Set sum of graphs of linear maps is a graph only if the maps are same

Let $S, T \in \text{Hom}(V, W)$. How do you show that the set sum of the graphs of these two maps is itself a graph of a function $f:V \rightarrow W$ only if $S=T$?

I’ve managed to show that $T \in \text{Hom}(V, W)$ iff its graph is a subspace of the Cartesian product $V \times W$. So the set sum of the graphs of $T$ and $S$ is also a subspace of the Cartesian product.
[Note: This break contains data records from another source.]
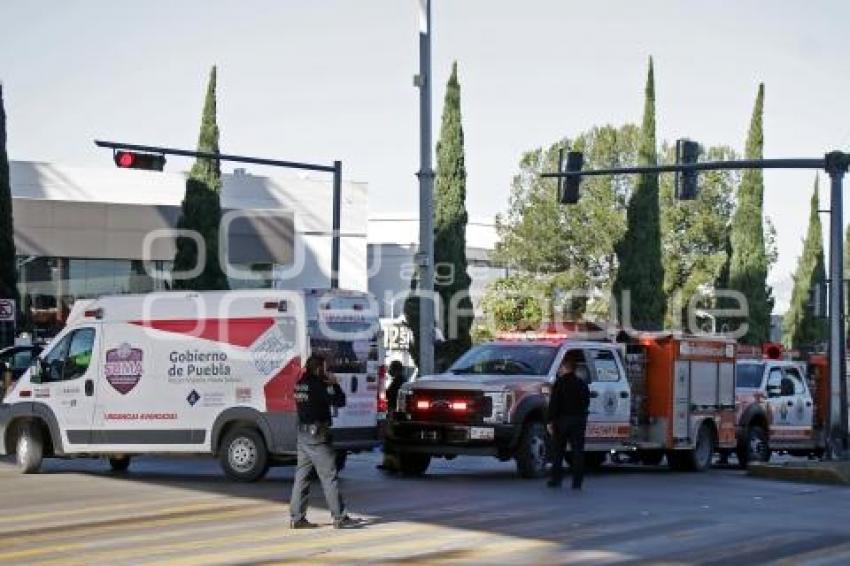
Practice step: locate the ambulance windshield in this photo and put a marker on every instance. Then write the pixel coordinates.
(749, 375)
(346, 346)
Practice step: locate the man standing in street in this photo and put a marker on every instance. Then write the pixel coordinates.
(567, 419)
(396, 371)
(315, 393)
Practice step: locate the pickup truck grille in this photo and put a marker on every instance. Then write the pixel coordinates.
(447, 406)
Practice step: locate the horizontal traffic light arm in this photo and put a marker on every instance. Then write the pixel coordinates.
(705, 166)
(217, 156)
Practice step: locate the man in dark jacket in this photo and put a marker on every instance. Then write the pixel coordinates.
(315, 393)
(567, 419)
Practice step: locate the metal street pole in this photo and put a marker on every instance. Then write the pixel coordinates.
(425, 257)
(836, 164)
(836, 167)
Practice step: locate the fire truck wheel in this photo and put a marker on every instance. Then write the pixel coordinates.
(411, 464)
(756, 447)
(243, 454)
(651, 457)
(703, 453)
(29, 449)
(119, 463)
(532, 455)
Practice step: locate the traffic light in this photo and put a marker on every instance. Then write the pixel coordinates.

Does this help with the proof?


From page 49:

3.6 Let $S$ and $T$ be nonzero linear maps from $V$ to $W.$ The definition of the map $S + T$ is not the same as the set sum of (the graphs of) $S$ and $T$ as subspaces of $V \times W.$ Show that the set sum of (the graphs of) $S$ and $T$ cannot be a graph unless $S = T.$

I can't find the definition in the book, but I presume the set sum of $S$ and $T$ is $\{s + t : s \in S \text{ and } t \in T\}.$

The map $S,$ when identified with its graph, is the set $\{(v, Sv) : v \in V\}$ ; similarly, $T$ is identified with the subset $\{(v, Tv) : v \in V\}$ of $V \times W.$

So, the set sum of $S$ and $T$ is the set $$ \{(v, Sv) + (v', Tv') : v \in V \text{ and } v' \in V\} = \{(v + v', Sv + Tv') : v \in V \text{ and } v' \in V\}. $$ In order for this to be the graph of a function, the set $$ \{Sv + Tv' : v \in V \text{ and } v' \in V \text{ and } v + v' = v''\} $$ must be a singleton, for every vector $v'' \in V.$ In particular, this must be so when $v'' = 0.$ Therefore, the value of the expression $Sv + T(-v) = Sv - Tv$ is constant for all $v \in V.$ Because its value for $v = 0$ is $0,$ we have $Sv - Tv = 0$ for all $v \in V,$ i.e., $Sv - Tv$ for all $v \in V,$ i.e., $S = T.$

If I'm not mistaken, the hypothesis that $S$ and $T$ are nonzero is not needed.